Test-drive the GATK tools and Best Practices pipelines on Terra
Check out this blog post to learn how you can get started with GATK and try out the pipelines in preconfigured workspaces (with a user-friendly interface!) without having to install anything.
Rationale behind MuTect2 and Haplotype Caller
Dear GATK team,
I would like to better understand MuTect2 and HaplotypeCaller in order to present the methods, as I am doing a Thesis on Somatic Mutation Discovery. Unfortunately the only reference that I have is the original MuTect paper.
First question : Is there any reference that explain how HaplotypeCaller works in detail ? (So it could answer my questions)
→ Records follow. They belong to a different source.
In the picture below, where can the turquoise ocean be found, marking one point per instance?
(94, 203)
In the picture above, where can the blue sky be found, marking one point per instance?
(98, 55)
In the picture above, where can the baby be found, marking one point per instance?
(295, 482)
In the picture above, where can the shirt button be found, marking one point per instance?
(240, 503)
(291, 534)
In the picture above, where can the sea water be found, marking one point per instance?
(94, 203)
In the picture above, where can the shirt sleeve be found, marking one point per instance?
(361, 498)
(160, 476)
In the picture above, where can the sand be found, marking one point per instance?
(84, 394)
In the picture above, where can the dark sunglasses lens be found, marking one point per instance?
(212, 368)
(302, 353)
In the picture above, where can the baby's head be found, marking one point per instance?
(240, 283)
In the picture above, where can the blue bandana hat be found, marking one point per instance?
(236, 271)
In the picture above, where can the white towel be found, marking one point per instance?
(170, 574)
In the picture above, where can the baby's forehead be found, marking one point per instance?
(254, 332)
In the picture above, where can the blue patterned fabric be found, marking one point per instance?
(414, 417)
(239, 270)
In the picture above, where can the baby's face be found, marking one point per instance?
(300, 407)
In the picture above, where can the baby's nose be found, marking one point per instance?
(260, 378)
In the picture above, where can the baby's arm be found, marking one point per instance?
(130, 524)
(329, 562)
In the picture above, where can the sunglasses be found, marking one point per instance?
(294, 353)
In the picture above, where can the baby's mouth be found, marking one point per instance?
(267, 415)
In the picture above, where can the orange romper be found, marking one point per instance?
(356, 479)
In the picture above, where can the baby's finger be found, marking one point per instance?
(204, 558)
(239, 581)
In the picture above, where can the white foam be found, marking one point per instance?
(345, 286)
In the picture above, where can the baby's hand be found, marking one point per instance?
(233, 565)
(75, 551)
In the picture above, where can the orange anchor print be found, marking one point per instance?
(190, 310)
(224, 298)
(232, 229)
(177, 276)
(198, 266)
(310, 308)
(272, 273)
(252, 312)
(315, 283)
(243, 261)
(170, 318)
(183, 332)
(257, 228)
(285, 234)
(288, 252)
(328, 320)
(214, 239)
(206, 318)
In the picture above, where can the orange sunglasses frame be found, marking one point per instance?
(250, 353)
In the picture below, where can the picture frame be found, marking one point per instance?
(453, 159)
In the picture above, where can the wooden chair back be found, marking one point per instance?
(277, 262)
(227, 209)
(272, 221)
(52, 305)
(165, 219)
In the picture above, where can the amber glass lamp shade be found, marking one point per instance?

I nevertheless have some questions about how the original MuTect is intricated with the HaplotypeCaller.
As far as I understood the HaplotypeCaller use 4 steps (and MuTect2 also I assume?) :
1. Define active regions
2. Determine haplotypes by assembly of the active region
3. Determine likelihoods of the haplotypes given the read data
4. Assign sample genotypes
And as far as I understood, to define the active regions, the original MuTect TLOD is used (and I don't know about the NLOD).
My questions are :
- Are likelihoods calculated with the PairHMM in 3) linked to the TLOD and NLOD ? Is it used to select variants ?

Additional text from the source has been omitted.